The winter storm warning issued by Environment Canada ended for Moose Jaw and area Friday just after 9 a.m., but the damage was already done.
“The city received around 20 to 25 centimetres of snow last night,” Moose Jaw Public Works Manager Duane Grado told the Times-Herald. “Anything at 20 cm and above makes us declare our emergency snow plan.”
He said Friday and today would entail getting as many of the blocked city streets cleared as possible.
“We have many places that are blocked with three foot snow drifts,” Grado said. “We’ll be back out starting at 10 p.m. Sunday and again Monday morning at 7:30 a.m.”

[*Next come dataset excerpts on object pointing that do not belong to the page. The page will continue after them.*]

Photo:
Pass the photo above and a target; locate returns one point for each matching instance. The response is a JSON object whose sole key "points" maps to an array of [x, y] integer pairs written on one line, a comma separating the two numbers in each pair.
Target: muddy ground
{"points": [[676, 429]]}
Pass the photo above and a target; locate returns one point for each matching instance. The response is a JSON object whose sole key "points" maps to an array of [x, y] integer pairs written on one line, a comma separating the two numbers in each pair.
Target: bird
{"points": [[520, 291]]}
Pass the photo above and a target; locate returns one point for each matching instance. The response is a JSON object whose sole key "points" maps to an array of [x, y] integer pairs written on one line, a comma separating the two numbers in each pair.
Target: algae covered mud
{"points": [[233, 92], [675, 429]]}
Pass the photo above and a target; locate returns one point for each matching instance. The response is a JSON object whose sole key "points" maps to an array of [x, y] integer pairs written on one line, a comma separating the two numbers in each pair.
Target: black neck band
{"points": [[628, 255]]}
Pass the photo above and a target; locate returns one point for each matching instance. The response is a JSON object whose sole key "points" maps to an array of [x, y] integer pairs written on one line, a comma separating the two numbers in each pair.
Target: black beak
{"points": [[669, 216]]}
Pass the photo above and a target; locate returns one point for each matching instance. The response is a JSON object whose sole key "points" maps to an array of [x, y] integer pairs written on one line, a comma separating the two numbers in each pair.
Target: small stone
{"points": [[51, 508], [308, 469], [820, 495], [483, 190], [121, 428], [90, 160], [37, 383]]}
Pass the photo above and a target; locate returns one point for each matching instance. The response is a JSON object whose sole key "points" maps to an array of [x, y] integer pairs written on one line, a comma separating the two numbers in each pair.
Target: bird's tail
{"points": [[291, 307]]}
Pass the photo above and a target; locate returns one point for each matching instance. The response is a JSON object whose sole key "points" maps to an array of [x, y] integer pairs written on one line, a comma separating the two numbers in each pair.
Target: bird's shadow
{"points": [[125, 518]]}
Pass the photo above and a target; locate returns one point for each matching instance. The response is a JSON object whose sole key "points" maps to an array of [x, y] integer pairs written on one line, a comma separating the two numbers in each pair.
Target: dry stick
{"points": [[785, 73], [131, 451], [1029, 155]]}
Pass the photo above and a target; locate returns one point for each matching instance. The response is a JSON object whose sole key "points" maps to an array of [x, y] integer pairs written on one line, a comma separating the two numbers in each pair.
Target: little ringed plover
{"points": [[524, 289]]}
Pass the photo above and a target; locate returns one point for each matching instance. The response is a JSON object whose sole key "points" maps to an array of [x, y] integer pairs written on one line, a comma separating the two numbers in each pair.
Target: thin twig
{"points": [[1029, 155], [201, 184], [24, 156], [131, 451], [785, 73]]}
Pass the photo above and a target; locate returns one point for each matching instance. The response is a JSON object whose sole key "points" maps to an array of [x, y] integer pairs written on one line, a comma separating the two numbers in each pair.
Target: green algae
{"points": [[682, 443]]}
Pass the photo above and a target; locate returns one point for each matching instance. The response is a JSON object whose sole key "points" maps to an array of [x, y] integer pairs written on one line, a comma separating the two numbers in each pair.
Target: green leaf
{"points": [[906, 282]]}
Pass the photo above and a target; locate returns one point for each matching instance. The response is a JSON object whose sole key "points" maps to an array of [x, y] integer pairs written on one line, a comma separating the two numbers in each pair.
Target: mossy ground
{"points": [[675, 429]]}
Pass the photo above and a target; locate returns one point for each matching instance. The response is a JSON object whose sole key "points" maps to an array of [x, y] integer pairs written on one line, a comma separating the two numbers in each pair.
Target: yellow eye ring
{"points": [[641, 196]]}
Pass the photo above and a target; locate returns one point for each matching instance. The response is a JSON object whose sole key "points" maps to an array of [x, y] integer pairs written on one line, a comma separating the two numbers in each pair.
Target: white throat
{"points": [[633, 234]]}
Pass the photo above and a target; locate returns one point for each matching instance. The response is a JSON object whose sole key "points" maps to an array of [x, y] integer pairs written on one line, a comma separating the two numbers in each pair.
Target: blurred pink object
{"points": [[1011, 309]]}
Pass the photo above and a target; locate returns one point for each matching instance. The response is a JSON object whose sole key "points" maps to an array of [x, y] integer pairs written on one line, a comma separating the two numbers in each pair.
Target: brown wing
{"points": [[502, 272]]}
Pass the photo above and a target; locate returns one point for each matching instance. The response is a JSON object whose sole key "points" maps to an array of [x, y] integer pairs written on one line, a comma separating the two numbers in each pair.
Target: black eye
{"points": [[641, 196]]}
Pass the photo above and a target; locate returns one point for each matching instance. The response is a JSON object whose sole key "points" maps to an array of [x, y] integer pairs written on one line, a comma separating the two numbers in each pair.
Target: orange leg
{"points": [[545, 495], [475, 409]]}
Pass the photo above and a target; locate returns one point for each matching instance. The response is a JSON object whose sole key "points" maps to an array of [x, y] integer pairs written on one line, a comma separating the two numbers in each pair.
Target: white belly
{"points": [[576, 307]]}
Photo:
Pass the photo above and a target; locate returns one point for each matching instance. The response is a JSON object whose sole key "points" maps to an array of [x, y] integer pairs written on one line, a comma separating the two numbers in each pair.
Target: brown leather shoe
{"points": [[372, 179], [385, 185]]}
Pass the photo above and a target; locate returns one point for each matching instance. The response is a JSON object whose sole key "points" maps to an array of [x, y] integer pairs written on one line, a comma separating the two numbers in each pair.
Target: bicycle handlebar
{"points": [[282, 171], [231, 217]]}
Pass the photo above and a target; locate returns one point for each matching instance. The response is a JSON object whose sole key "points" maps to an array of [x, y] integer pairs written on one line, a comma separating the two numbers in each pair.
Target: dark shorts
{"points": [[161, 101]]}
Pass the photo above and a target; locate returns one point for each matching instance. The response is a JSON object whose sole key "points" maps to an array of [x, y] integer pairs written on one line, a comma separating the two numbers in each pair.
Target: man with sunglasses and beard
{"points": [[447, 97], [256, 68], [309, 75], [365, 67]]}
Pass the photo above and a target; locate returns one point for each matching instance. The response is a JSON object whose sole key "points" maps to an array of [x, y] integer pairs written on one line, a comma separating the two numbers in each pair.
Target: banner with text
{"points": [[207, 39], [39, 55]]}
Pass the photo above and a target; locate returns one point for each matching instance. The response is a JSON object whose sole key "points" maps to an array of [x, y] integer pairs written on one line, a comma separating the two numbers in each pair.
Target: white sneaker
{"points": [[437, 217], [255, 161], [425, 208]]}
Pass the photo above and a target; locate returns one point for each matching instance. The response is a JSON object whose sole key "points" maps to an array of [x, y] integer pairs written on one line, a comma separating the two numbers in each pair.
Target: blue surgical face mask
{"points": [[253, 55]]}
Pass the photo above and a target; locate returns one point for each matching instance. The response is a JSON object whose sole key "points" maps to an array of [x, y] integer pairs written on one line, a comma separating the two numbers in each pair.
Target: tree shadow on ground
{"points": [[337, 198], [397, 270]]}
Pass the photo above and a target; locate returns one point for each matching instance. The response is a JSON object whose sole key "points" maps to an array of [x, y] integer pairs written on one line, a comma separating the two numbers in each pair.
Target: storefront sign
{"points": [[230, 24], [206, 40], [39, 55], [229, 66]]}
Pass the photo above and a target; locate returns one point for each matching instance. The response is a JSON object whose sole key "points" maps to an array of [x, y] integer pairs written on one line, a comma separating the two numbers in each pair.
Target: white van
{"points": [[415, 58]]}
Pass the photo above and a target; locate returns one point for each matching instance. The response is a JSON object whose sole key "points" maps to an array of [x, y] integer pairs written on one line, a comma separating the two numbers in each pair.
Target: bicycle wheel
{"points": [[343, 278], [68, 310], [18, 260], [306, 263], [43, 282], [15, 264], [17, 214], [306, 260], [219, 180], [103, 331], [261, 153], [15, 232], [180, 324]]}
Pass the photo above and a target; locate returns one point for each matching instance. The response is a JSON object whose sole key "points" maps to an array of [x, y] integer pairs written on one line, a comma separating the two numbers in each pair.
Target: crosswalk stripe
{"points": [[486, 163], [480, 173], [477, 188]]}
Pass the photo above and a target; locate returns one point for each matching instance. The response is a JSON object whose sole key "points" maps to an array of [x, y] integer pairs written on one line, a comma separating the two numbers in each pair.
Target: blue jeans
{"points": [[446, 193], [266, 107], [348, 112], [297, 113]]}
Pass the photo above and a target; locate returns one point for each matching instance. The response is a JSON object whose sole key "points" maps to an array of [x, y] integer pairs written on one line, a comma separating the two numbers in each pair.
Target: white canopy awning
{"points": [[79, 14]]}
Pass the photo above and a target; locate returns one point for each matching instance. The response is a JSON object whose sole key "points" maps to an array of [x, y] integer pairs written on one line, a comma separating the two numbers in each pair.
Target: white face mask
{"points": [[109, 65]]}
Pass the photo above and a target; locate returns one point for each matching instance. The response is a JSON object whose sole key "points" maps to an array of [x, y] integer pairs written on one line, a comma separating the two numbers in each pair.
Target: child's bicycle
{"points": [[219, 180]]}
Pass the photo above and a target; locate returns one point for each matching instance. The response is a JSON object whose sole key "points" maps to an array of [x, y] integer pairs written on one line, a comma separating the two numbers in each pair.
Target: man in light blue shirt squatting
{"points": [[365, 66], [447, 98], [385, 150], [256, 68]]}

He estimates the city should be in good shape by Thursday.
By Friday morning, many Moose Javians were left stuck in their tracks, with vehicles lining the sides of the roads.
“We’re probably at about a three to four hour wait time right now,” Walker’s Towing Service dispatcher Marilyn Carter said about the volume of calls they received by late Friday morning. “Our taxis are behind too, because their getting stuck too.”
RCMP Moose Jaw detachment had a busy Thursday night on the highways. “Lots of people in the ditch,” was Sgt. Dean Bohlken’s first reply when asked about the night’s activities. “But, we did come through it relatively unscathed. You could tell more people were paying attention to weather reports after Tuesday.”
Tuesday's blowing and drifting snow caused icy highways that results in three fatalities in southern Saskatchewan.
He said Highway 2 north and south of Moose Jaw saw the most stranded drivers, and recommends drivers follow weather reports and slow down when visibility and high winds are a factor.
According to Prairie South School Division and Holy Trinity Catholic School Division, all bus routes were cancelled Friday, but all schools were open for those students who could arrive safely.